Astronomers find 11 runaway galaxies

An object is a runaway if it’s moving faster than escape velocity, which means it will depart its home never to return.

April 24, 2015 01:56 pm | Updated 01:57 pm IST - Washington

Milky Way

Milky Way

Astronomers have spotted 11 runaway galaxies that have been flung out of their birthplaces to wander the void of intergalactic space.

An object is a runaway if it’s moving faster than escape velocity, which means it will depart its home never to return.

In the case of a runaway star, that speed is more than 500 km per second. A runaway galaxy has to race even faster, travelling at up to 3,000 km per second.

“These galaxies are facing a lonely future, exiled from the galaxy clusters they used to live in,” said astronomer Igor Chilingarian at the Harvard-Smithsonian Center for Astrophysics and Moscow State University.

Chilingarian and his co-author, Ivan Zolotukhin of the L’Institut de Recherche en Astrophysique et Planetologie in Toulouse and Moscow State University, initially set out to identify new members of a class of galaxies called compact ellipticals.

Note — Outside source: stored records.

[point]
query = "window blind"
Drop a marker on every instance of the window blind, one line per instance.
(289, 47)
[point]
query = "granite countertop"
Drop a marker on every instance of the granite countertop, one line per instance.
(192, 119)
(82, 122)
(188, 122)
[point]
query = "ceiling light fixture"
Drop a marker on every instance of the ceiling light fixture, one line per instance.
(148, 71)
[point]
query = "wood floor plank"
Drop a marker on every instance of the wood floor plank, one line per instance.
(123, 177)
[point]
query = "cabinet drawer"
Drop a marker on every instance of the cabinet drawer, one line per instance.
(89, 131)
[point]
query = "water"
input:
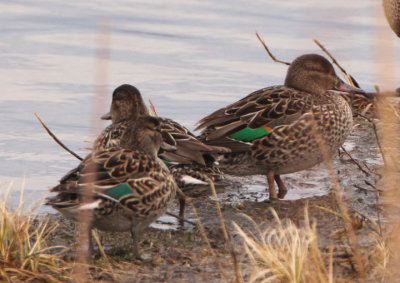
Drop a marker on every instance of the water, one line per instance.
(188, 57)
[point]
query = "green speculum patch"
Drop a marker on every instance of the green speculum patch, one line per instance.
(119, 191)
(248, 134)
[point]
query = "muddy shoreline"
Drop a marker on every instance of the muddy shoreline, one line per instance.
(175, 253)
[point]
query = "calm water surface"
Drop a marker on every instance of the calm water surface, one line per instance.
(188, 57)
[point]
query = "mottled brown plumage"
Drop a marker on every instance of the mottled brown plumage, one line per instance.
(179, 149)
(273, 131)
(130, 186)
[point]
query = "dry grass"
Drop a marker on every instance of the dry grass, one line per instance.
(24, 253)
(285, 253)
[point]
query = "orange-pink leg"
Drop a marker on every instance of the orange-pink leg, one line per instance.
(271, 185)
(281, 186)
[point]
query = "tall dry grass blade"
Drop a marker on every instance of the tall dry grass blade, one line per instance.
(204, 235)
(284, 253)
(350, 78)
(238, 276)
(102, 58)
(24, 252)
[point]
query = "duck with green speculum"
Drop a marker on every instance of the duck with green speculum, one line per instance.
(191, 162)
(126, 188)
(274, 130)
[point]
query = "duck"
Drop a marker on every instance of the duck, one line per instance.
(190, 161)
(126, 188)
(392, 13)
(276, 130)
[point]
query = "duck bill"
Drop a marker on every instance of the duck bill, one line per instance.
(106, 116)
(168, 147)
(342, 86)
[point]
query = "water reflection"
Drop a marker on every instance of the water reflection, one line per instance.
(189, 57)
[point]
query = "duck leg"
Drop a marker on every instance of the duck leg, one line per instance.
(281, 186)
(182, 208)
(271, 185)
(135, 238)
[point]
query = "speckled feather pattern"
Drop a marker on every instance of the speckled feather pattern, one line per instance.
(291, 114)
(151, 187)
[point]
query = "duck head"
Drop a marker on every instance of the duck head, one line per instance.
(126, 103)
(314, 74)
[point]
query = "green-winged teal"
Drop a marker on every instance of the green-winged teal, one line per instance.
(271, 131)
(392, 12)
(191, 162)
(131, 186)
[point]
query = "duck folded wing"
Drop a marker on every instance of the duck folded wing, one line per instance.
(255, 115)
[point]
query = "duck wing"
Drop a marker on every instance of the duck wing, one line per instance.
(254, 116)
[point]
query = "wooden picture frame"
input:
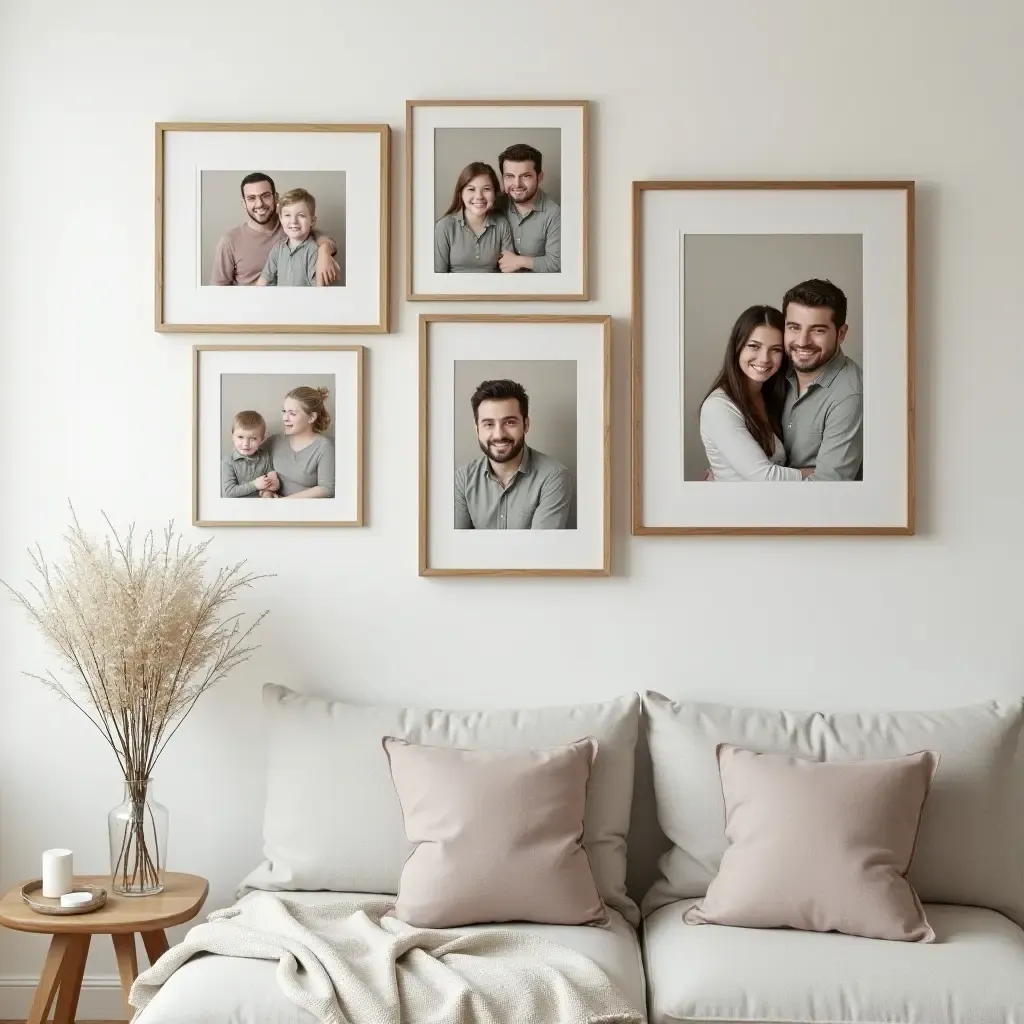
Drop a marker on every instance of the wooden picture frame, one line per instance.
(211, 220)
(444, 138)
(704, 251)
(278, 382)
(467, 526)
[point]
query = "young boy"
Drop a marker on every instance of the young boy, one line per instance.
(293, 259)
(248, 471)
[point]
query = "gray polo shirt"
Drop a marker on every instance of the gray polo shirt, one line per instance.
(538, 497)
(539, 232)
(458, 249)
(309, 467)
(286, 265)
(823, 427)
(239, 471)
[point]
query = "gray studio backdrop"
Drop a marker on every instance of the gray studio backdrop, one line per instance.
(221, 207)
(455, 147)
(265, 393)
(551, 385)
(725, 273)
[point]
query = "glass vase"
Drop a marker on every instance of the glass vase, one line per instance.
(137, 828)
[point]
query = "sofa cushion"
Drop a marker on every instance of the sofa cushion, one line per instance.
(332, 817)
(972, 974)
(971, 843)
(819, 845)
(498, 835)
(236, 988)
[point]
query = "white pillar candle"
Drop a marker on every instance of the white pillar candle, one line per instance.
(58, 877)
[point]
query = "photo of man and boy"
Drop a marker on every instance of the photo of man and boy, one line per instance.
(287, 239)
(513, 484)
(504, 220)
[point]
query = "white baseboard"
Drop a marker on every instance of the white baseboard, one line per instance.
(100, 998)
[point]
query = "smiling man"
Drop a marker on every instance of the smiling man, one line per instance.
(242, 252)
(511, 485)
(535, 217)
(822, 418)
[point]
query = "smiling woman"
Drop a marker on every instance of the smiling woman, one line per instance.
(740, 418)
(470, 237)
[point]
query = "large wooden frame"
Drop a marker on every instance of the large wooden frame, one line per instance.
(508, 288)
(375, 302)
(599, 418)
(355, 445)
(887, 239)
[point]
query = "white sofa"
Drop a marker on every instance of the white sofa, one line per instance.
(654, 835)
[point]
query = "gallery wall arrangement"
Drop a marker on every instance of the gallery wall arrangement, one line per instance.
(771, 328)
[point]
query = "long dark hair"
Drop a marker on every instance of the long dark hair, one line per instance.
(469, 172)
(733, 381)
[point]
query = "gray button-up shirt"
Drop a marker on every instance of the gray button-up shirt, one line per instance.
(539, 232)
(286, 265)
(538, 497)
(823, 427)
(239, 471)
(458, 249)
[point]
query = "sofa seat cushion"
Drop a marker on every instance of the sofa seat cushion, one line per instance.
(246, 991)
(972, 974)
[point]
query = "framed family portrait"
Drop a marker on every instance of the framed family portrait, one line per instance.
(272, 227)
(497, 200)
(514, 444)
(278, 435)
(772, 342)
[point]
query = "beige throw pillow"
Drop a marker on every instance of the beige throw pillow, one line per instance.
(820, 846)
(497, 835)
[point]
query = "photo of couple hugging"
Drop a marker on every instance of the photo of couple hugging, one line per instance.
(500, 221)
(278, 243)
(298, 462)
(787, 403)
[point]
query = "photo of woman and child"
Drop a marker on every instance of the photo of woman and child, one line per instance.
(297, 462)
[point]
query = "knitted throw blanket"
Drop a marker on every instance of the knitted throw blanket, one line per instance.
(346, 963)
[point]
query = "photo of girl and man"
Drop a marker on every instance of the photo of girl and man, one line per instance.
(294, 460)
(501, 216)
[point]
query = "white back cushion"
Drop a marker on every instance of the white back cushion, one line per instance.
(333, 819)
(971, 844)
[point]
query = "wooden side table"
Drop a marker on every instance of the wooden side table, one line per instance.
(121, 918)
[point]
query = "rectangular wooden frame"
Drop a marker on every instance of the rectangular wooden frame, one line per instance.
(383, 321)
(411, 294)
(426, 320)
(638, 525)
(360, 352)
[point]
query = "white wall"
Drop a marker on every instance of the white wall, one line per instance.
(95, 407)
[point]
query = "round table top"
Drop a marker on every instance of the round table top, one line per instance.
(181, 899)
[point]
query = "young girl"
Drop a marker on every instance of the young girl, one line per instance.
(471, 237)
(302, 455)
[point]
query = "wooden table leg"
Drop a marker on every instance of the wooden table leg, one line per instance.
(49, 980)
(124, 947)
(156, 944)
(71, 979)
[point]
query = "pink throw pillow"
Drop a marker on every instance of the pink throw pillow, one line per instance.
(820, 846)
(498, 835)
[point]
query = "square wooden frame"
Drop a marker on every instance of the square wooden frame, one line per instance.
(383, 321)
(360, 357)
(424, 539)
(411, 294)
(638, 526)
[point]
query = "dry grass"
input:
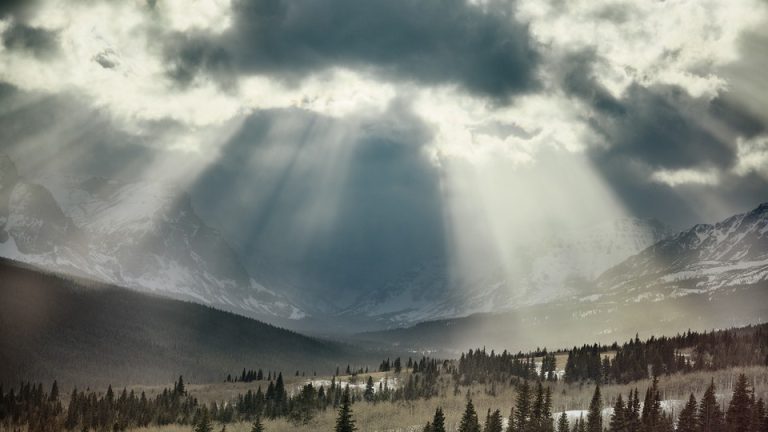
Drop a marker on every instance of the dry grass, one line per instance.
(403, 417)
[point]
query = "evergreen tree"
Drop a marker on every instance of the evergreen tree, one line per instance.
(538, 408)
(739, 414)
(651, 415)
(547, 421)
(523, 409)
(710, 417)
(438, 421)
(619, 417)
(632, 415)
(180, 388)
(257, 426)
(758, 422)
(369, 394)
(686, 422)
(204, 423)
(595, 414)
(494, 423)
(344, 422)
(469, 422)
(511, 422)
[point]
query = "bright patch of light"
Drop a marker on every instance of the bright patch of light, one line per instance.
(685, 176)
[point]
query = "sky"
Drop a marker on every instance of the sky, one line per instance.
(328, 135)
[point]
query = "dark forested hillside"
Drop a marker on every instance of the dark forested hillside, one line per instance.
(84, 333)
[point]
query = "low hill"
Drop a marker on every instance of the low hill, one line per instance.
(86, 333)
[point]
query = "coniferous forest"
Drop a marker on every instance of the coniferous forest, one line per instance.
(527, 389)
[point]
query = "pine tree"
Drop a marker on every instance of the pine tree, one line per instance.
(710, 417)
(739, 413)
(369, 394)
(632, 415)
(204, 423)
(494, 423)
(618, 418)
(538, 408)
(179, 388)
(522, 412)
(547, 421)
(344, 422)
(469, 422)
(758, 422)
(595, 414)
(511, 422)
(257, 425)
(686, 422)
(438, 421)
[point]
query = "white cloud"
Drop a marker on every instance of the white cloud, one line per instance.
(752, 156)
(675, 42)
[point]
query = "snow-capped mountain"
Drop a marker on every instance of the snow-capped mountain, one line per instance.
(730, 253)
(559, 266)
(133, 235)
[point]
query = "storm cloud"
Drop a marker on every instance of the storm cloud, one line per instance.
(481, 48)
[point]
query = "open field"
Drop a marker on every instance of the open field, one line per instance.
(410, 416)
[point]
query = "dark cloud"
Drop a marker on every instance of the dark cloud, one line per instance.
(659, 126)
(62, 133)
(39, 41)
(483, 49)
(664, 127)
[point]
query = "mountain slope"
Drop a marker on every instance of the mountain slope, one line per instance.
(710, 276)
(705, 258)
(136, 235)
(88, 333)
(559, 266)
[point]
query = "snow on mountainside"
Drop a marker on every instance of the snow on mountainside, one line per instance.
(730, 253)
(559, 266)
(131, 235)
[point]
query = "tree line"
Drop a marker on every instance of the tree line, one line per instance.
(532, 412)
(636, 359)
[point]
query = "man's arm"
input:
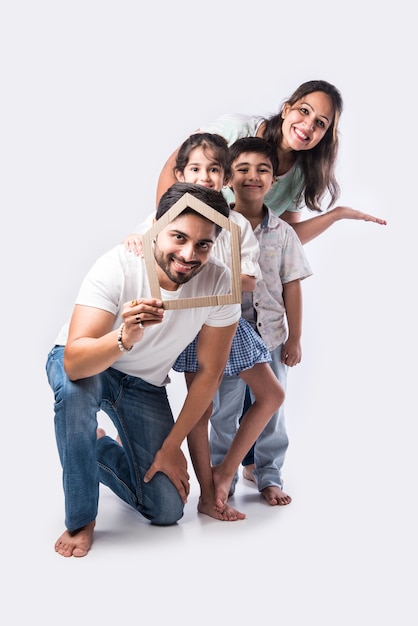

These tiny blobs of stars are bigger than star clusters but smaller than a typical galaxy, spanning only a few hundred light-years. In comparison, the Milky Way is 100,000 light-years across. Compact ellipticals also weigh 1,000 times less than a galaxy like our Milky Way.

Prior to this study, only about 30 compact elliptical galaxies were known, all of them residing in galaxy clusters.

To locate new examples Chilingarian and Zolotukhin sorted through public archives of data from the Sloan Digital Sky Survey and the GALEX satellite.

Their search identified almost 200 previously unknown compact ellipticals. Of those, 11 were completely isolated and found far from any large galaxy or galaxy cluster.

“The first compact ellipticals were all found in clusters because that’s where people were looking. We broadened our search, and found the unexpected,” said Zolotukhin.

These isolated compact galaxies were unexpected because theorists thought they originated from larger galaxies that had been stripped of most of their stars through interactions with an even bigger galaxy. So, the compact galaxies should all be found near big galaxies.

Not only were the newfound compact ellipticals isolated, but also they were moving faster than their brethren in clusters.

“We asked ourselves, what else could explain them? The answer was a classic three-body interaction,” said Chilingarian.

A hypervelocity star can be created if a binary star system wanders close to the black hole at the centre of our galaxy. One star gets captured while the other is thrown away at tremendous speed.

Similarly, a compact elliptical could be paired with the big galaxy that stripped it of its stars. Then a third galaxy blunders into the dance and flings the compact elliptical away. As punishment, the intruder gets accreted by the remaining big galaxy.